A conta da aventura será alta para os militares que tudo sabem, tudo podem

A tropa nem sabe o que defende - Foto newyorktimes.com

Os militares pagarão a conta, cedo ou tarde, da adesão ao presidente Jair Bolsonaro, primeiro porque uma coisa é tomar o poder à força contra o comunismo internacional que pretensamente estendia suas garras ao solo pátrio. Não era nada disso, mas não importa, valeu o apelo ideológico e a massa apoiou o golpe militar de 64 com a elite, a igreja católica e demais conservadores.

Agora, como já se escreveu nas redes, os milicos voltam ao poder não como usurpadores, mas sim como convidados, pela porta da frente e com serviçais para pendurar os quepes do cabide do poder. Estão em toda parte, a saída de Nelson Teich na última sexta-feira ensejou o comando do Ministério da saúde por mais um general. O país é um grande quartel onde o capitão enlouquecido manda como Simão Bacamarte ou um napoleão de hospício.

Em 64 havia no Exército nacionalistas, patriotas e até comunistas que defendiam pontos de vista políticos e filosóficos em pé de igualdade com os confrades. Era uma luta desigual, mas leal e sincera. Venceram os reacionários violentos e, como é sabido, contra a força não há argumentos. Venceram e impuseram o modelo neocolonialista, a obediência cega ao “grande irmão do norte”, os Estados Unidos da América.

Mas nem mesmo durante o período em que estiveram no poder houve unanimidade e foi assim que Ernesto Geisel não aceitou a imposição norte-americana contra o acordo nuclear entre Brasil e Alemanha e denunciou acordos antigos com os Estados Unidos e ainda expulsou a Chrysler do país, sem maiores explicações.
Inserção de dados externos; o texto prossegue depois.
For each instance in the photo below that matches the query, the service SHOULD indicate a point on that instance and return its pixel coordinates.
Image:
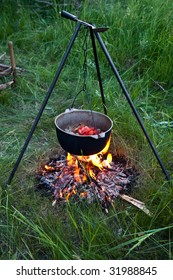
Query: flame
(78, 164)
(48, 167)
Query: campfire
(100, 177)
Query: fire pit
(100, 177)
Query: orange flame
(87, 162)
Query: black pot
(82, 144)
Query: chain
(85, 50)
(84, 87)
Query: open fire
(100, 177)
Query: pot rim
(100, 135)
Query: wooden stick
(4, 86)
(13, 64)
(136, 202)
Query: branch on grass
(4, 86)
(136, 203)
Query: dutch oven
(82, 144)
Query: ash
(80, 180)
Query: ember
(100, 177)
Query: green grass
(140, 43)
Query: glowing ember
(100, 177)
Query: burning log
(93, 178)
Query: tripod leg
(98, 70)
(44, 104)
(131, 104)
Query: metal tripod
(94, 32)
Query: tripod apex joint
(86, 24)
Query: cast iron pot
(82, 144)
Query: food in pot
(86, 130)
(82, 129)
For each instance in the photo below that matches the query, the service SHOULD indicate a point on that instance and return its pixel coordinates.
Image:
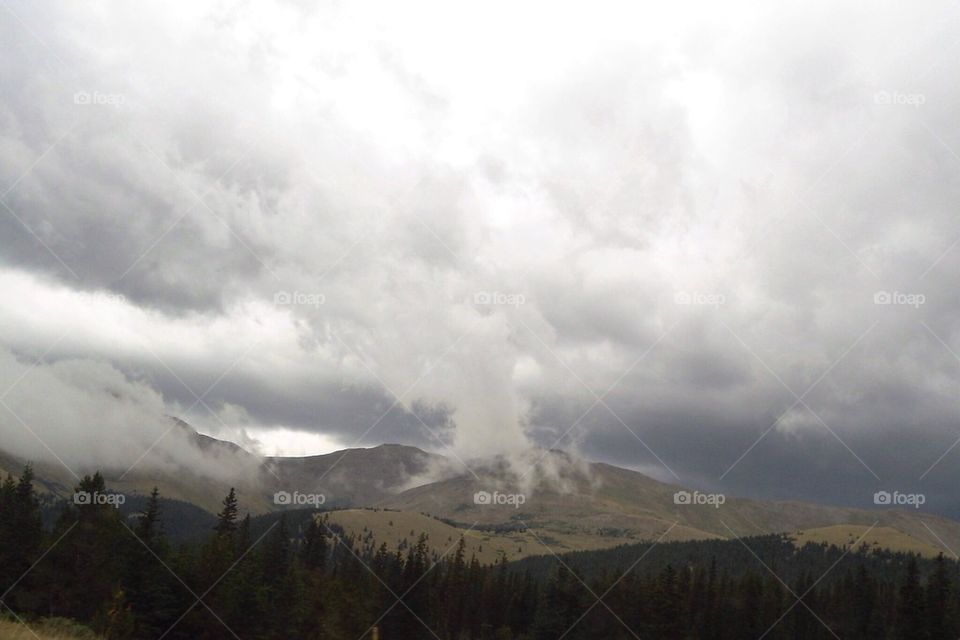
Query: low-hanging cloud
(647, 245)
Neste balaio estava também o acordo de cooperação militar dos anos 1950, pelo qual o Brasil comprava a sucata bélica dos EUA pelo preço que eles determinavam.

Foi o último grito nacionalista brasileiro, o chamado canto do cisne, a seguir foi pura entregação, com Figueiredo, Sarney, Collor, Itamar, Fernando Henrique e os governos petistas que se comprouveram à saciedade, à lambança no mel ilusório. Não promoveram nenhuma transformação no país, aumentaram os lucros do capital financeiro, jogaram migalhas pela janela e esperaram em troco reconhecimento e gratidão.

Hoje todos pagamos o altíssimo preço da inércia, da omissão e até da cumplicidade criminosa com o que de pior está na direção desse Titanic chamado Brasil. Sem mais lastro intelectual do que a doutrina norte-americana da Escola das Américas, nossos militares creem de verdade que ser satélite dos Estados Unidos, mais do que destino, é a nossa vocação. Agem imbuídos dos piores sentimentos julgando-se nacionalistas. Por oposição, qualquer pensamento antiamericano ou genuinamente nacionalista é tachado de comunista.

O problema hoje é que não adianta tachar este e aquele de “esquerdopata” ou o antigo e gasto “comunista”. Também os militares estão atônitos com Jair Bolsonaro, a quem carregariam nas costas sem cansaço se não houvesse a pandemia do coronavírus. O presidente que apoiaram e sustentam com galhardia está a comprometer todo o contexto, a saber a credibilidade do país no mercado e na ciranda financeira que a sustenta, a própria essencialidade de exército num país que não faz guerra desde 1865.